Le lecteur sait comment la Chine a, depuis les temps les plus reculés, pris une place, de jour en jour agrandie, dans la société des peuples. Or, à quelque groupe de la race humaine que l’homme se rattache, il est, par le seul fait de cette agrégation, revêtu de certains droits, astreint à certains devoirs. Envisagé comme membre de la famille ou de la tribu, il contracte envers l’une ou l’autre une série d’obligations, et peut exiger qu’on s’acquitte envers lui d’obligations corrélatives. Il en est de même de l’être collectif placé dans la communauté internationale des États organisés. J’ajoute que ces obligations deviennent plus nombreuses à mesure que le lien se resserre, Dans la seconde partie du XIXe siècle, les liens se sont nécessairement resserrés. Les chemins de fer, la navigation à vapeur, la traction par l’électricité, les télégraphes, les téléphones, centuplent, par la force des choses, les rapports internationaux. Il n’y a pas moyen de remonter ce courant irrésistible. Or la multiplicité des échanges et des relations engendre la multiplicité des obligations internationales. Nous aurons à tirer plusieurs déductions de ce principe et nous déterminerons en conséquence la situation juridique de la Chine dans le monde civilisé.
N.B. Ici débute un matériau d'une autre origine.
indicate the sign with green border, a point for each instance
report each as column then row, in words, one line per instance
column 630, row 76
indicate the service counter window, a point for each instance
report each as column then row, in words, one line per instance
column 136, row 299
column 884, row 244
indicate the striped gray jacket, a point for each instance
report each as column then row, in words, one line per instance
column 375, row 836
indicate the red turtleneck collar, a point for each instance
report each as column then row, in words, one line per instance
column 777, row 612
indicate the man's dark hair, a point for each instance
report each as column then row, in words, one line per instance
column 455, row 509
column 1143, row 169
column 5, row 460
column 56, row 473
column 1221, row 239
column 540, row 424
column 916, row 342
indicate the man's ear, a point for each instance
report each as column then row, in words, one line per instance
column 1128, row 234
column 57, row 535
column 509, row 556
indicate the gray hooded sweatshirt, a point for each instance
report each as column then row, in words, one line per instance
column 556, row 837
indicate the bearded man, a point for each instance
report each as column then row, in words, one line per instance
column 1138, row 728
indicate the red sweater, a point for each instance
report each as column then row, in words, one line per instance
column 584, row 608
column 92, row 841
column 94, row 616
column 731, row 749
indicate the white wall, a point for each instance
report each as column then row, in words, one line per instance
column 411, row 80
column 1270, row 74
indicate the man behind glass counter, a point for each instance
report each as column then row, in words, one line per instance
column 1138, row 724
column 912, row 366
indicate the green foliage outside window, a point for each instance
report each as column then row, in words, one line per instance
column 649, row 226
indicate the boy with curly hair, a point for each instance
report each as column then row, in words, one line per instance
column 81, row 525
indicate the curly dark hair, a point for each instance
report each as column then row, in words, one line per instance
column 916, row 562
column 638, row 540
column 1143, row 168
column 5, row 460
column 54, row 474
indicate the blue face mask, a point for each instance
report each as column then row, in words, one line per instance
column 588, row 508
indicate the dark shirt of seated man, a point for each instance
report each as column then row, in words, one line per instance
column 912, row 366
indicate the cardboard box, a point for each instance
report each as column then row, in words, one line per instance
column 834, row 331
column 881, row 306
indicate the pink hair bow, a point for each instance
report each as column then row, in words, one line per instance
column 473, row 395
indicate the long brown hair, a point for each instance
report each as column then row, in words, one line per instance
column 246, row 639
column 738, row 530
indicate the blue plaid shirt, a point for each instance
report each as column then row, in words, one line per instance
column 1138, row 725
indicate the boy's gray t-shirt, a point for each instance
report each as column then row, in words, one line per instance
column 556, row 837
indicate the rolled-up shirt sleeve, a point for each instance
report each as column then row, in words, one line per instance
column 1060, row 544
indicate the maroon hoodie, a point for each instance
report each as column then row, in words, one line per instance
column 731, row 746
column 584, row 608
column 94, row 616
II. — COMMENT LA CHINE OBSERVE LES LOIS DE LA MORALE INTERNATIONALE

Le Céleste-Empire est uni par un grand nombre de traités aux puissances de l’Europe et de l’Amérique. S’il s’agissait d’un peuple sauvage, dépourvu de toute conscience juridique, tout le droit international résiderait dans la lettre de ces conventions. Mais il s’agit d’un peuple qui possède une civilisation séculaire, des lois, une administration, une armée à peu près régulière, et qui participe à la communauté internationale des États civilisés. Dès lors, cette communauté peut lui demander l’observation de quelques règles élémentaires, primordiales, générales, extérieures

  1. Date de la convention russo-chinoise, dite convention Cassini, à la suite de laquelle fut fondée la compagnie russe de l’Est chinois.